If someone were writing a puzzle book for me, here's what I'd like them to include & do:

Type 1 puzzles, things missed by my rating range:

- extract puzzles from the games of players of my rating, say within +/- 100 points, at whatever time control we're interested in.

- the puzzles that we're interested in here are where the key move was NOT found in the game.

- should include defensive puzzles as well as attacking puzzles

- should exclude positions where one or both players were below some time threshold because I don't care about tactics missed in a silly time scramble.

- filter out the puzzles that are unrealistically difficult. Can be done by human curation, or possibly algorithmically (or maybe a combination of the two).

- manually examine the puzzles and group by theme.

Type 2 puzzles, difficult things found by the next rating range up:

- extract puzzles from the games of players rated (my rating+100) to (my rating+200), at whatever time control we're interested in.

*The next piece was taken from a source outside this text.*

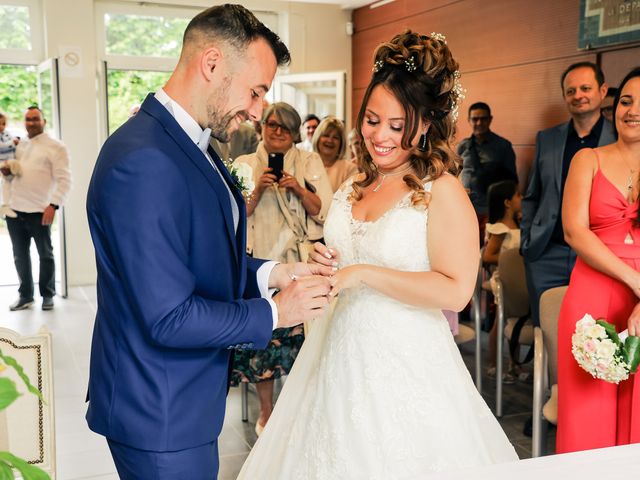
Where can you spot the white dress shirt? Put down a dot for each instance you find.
(45, 176)
(201, 139)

- the puzzles that we're interested in here are where the key move WAS found in the game.

- again, it should include defensive puzzles as well as attacking puzzles

- this time, we only want the most difficult puzzles! These are the aspirational puzzles. The things you need to be able to find to step up to the next level.

- again, manually examine the puzzles and group by theme.

Probably the curation and grouping of the puzzles needs to be done by someone at or above the target rating range.

One issue with online puzzles, at least those on chess.com, that often isn't mentioned is that the positions only have one solution. That seems to be an artificial constraint that is, at best, unnecessary. In real games, there are plenty of situations were we struggle but there is more than one strong move available. Ideally we could train on these types of positions too.

Hopefully this hasn't been too long or off topic. In general I've long thought there is a ton of untapped potential for improving by solving better puzzle sets. I'd really like to see more innovation in this space.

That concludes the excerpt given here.